Wednesday, April 03, 2002

it is painfully obvious (yes, i use the word painfully), that my mind is encrypted with an unknown code. my head has become a blender of cocktails, convoluted with so much waste that it literally pours out of my eyes. if i close my eyes, the blender is turned on with all the crap swirling through my head, trapped in with nowhere to go... several thoughts just appear in the dark space mixed together, scene by scene, time by time. what seems like a bad case of ADD is just a bad case of concentration. i just can't focus on one thought or one thing. my eyes must be kept open for me to concentrate... but even then it is a very hard task for me to do.

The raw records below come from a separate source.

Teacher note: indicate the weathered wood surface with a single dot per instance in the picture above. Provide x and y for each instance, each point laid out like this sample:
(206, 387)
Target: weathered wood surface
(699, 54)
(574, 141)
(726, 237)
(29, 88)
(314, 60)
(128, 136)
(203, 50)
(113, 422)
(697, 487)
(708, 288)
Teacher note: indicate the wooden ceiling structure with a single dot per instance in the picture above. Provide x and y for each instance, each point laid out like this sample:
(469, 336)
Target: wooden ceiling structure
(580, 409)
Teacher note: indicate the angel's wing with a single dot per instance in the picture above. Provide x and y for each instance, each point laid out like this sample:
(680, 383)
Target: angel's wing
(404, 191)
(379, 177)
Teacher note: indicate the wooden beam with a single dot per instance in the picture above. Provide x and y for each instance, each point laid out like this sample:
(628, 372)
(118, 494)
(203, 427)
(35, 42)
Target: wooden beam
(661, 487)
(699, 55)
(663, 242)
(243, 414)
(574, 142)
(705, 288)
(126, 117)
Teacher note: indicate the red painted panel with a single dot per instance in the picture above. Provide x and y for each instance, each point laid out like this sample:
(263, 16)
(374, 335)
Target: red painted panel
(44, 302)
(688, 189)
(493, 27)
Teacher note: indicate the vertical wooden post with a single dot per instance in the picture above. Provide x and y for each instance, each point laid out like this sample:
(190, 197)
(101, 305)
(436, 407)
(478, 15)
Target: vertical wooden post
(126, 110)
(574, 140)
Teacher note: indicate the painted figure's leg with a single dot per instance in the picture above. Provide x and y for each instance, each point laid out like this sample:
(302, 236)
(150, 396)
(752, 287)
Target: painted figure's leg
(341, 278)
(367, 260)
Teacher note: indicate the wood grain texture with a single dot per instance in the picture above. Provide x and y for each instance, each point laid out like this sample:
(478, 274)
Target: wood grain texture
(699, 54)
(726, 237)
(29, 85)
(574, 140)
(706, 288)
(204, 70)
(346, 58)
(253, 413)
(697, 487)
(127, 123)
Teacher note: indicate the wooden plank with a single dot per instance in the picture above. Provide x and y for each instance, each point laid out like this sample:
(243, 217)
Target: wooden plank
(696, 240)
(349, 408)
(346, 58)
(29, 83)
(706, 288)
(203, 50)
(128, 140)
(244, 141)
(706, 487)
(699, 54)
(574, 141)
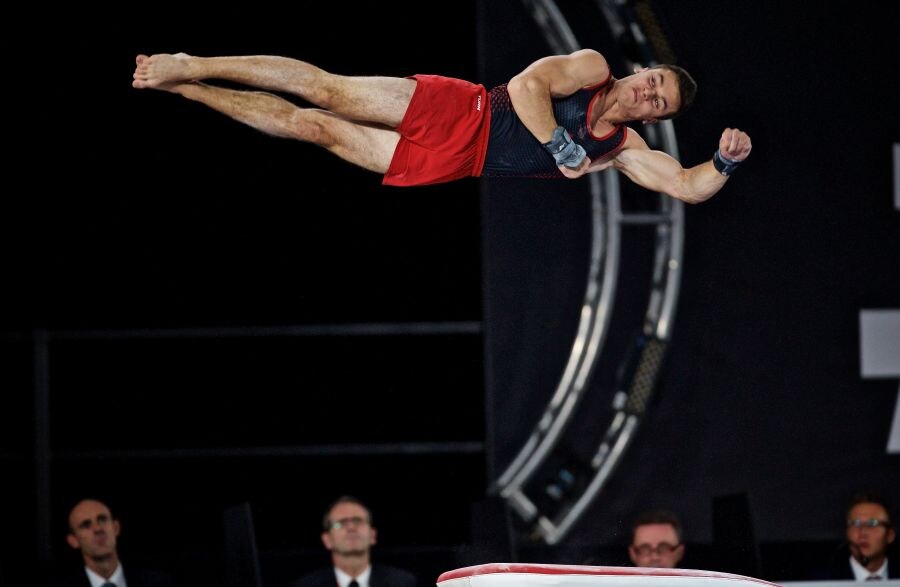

why is this relevant? what's the point? it's relevant because i have a hard time focusing on prayers. the point is, i'm struggling. at church, at home, anywhere i have to pray with my eyes open to really get a good prayer in. it is certainly ironic because the tradition is you pray with your eyes closed to focus better and not get distracted. if i'm at church and i pray with my eyes closed, i'll always catch myself thinking of something else and not listening. for instance, i'll subconsciously be thinking about how the Jayhawks could have won, or why my jacket smells, or how much gas i have left in my car...as if Satan is inside my mind, steering my thoughts -and heart- away from my time with God. if i'm at home praying - even outloud - i'll end up silent...because i'll either be asleep or catch myself into thinking a random thought. i'm talking and talking and as abrupt as a car accident, yet stealthy like a snake, i'll just stop and start thinking about things. it upsets me, correction, infuriates me that i can be so easily distracted when i am trying to spend time with God. is my heart that weak? are my motives not really there? the solution is the ironic twist: i need to pray more.